Julie Poirot est responsable de la RSE à l’hôtel du Cap Eden-Roc. Invitée par le projet Univert’IC le temps d’une conférence, elle est venue partager aux étudiants son expérience professionnelle. Le WAIC était présent.
L’hôtel du Cap Eden-Roc à Antibes fait partie du groupe Oekter Collection, tout comme le Château St-Martin à Vence ainsi que huit autres hôtels de luxe établis à travers le monde. Hôtellerie et restauration étoilés sont proposés avec pour maitre mot, le respect de l’environnement. Pour Julie Poirot, c’est ce qui contribue à la vitrine de l’entreprise, une réelle valeur ajoutée éthique et un « capital réputation à protéger ». S’engager dans le développement durable dans le secteur du luxe, c’est aussi un moyen de dépasser les stéréotypes qui supposent que la consommation s’y fait démesurément. Les deux peuvent s’allier et les hôtels de la Oekter Collection démontrent cette union qui fonctionne.
Et plus concrètement ?
Les missions de Julie Poirot sont nombreuses et s’orientent autour de la création d’une transversalité. Il s’agit de développer une stratégie de développement durable en cohérence avec les autres politiques existantes (marketing, RH).

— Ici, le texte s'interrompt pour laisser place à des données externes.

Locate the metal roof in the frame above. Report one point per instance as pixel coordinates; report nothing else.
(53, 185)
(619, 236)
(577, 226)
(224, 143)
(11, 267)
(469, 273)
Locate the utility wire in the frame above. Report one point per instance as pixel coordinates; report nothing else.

Cela se manifeste par la mise en place de processus de contrôle de la performance de cette politique, et de « reporting », la publication de rapports d’activités, puisqu’il est indissociable de suivre pour contrôler.
Allier le recyclage et les exigences hygiéniques est un défi délicat, Julie Poirot nous donne l’exemple des savons et gels douche qu’il est impossible de proposer en version « distributeur », ainsi que les chaussons et peignoirs qui sont continués d’être fabriqués à l’étranger. Elle nous rappelle que le bénéfice ne peut s’effacer au profit du développement durable, malgré les efforts effectués pour le favoriser.
Une initiative pour faire participer tout le monde
L’hôtel fait participer directement les clients en leur proposant une peluche à l’effigie de la tortue Eden créée par une entreprise française. Vendue au prix de 50 euros, les fonds récoltés sont reversés à la recherche et au maintien des centres de soin des tortues. Cette saison, plus de 15 000 euros ont été recueillis et ont fait repartir des centaines de clients avec le sentiment d’avoir effectué une bonne action.

On remercie l’équipe d’Univert’ICI pour avoir organisé cette conférence qui élargit toujours plus nos perspectives d’avenir, avec l’occasion de découvrir un exemple concret de responsabilité sociétales des entreprises.